Commercial Real Estate Danger Zone

(Picture) The John Hancock Tower in Boston was auctioned in March when its owners were unable to make debt payments on the property.

The collapse in commercial real estate is preventing Federal Reserve chairman Ben S. Bernanke from declaring the economy and financial markets are healed.

Property values have fallen 35 percent since October 2007, according to Moody’s Investors Service.

That’s making it tough for owners to refinance almost $165 billion of mortgages for skyscrapers, shopping malls, and hotels this year, pressuring companies such as Maguire Properties Inc., the largest office landlord in downtown Los Angeles, to put buildings up for sale.

The industry is likely to be high on the agenda when Bernanke and his colleagues sit down in Washington today at the Federal Open Market Committee meeting on monetary policy. Lawmakers including Barney Frank and Carolyn Maloney are pushing the central bank to extend an aid program designed to restore the flow of credit.

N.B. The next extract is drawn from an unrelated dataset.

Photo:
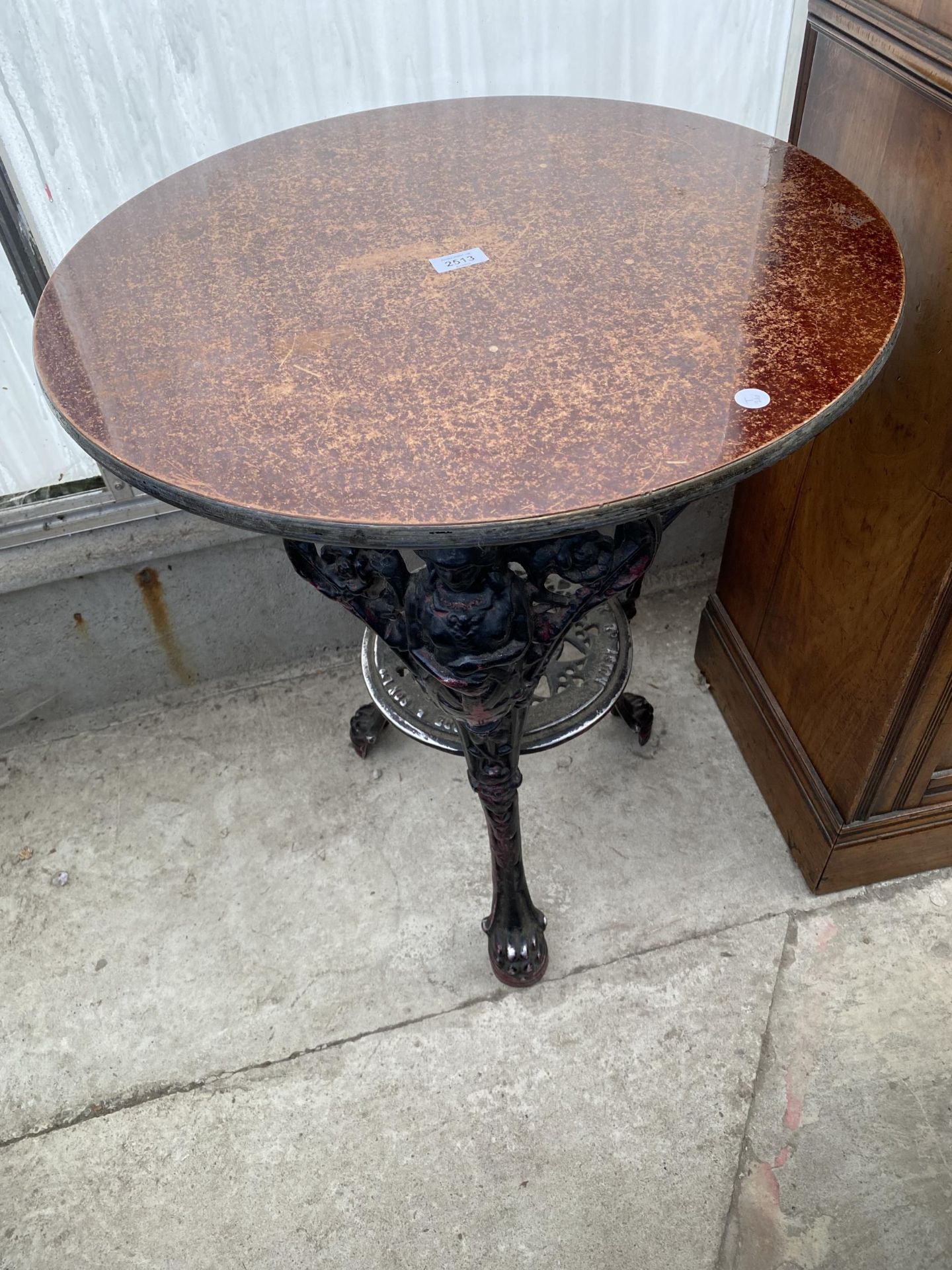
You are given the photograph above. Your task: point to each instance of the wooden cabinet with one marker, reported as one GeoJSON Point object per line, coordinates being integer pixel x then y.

Slump may keep interest rate low.

If nonresidential real estate remains in the doldrums, the Fed may be forced to leave emergency-lending programs in place and keep its benchmark interest rate close to zero for longer than some investors expect, given positive signs elsewhere in the economy.

Commercial property is “certainly going to be a significant drag’’ on growth, said Dean Maki, a former Fed researcher who is now chief US economist in New York at Barclays Capital Inc., the investment banking division of London-based Barclays PLC. “The bigger risk from it would be if it causes unexpected losses to financial firms that lead to another financial crisis.’’

The Fed is “paying very close attention,’’ Bernanke, 55, told the Senate Banking Committee on July 22, the second of two days of semiannual monetary-policy testimony before the House and Senate. “As the recession’s gotten worse in the last six months or so, we’re seeing increased vacancy, declining rents, falling prices, and so, more pressure on commercial real estate.’’

The pressure may be easing in other areas of the economy. Gross domestic product shrank at a better-than-forecast 1 percent annual pace in the second quarter after a 6.4 percent drop the prior three months, and residential housing starts rose unexpectedly by 3.6 percent in June as construction of single-family dwellings jumped by the most since 2004, according to data from the Commerce Department.

Commercial real estate is a “particular danger zone,’’ said Janet Yellen, president of the Federal Reserve Bank of San Francisco, in a July 28 speech in Coeur d’Alene, Idaho.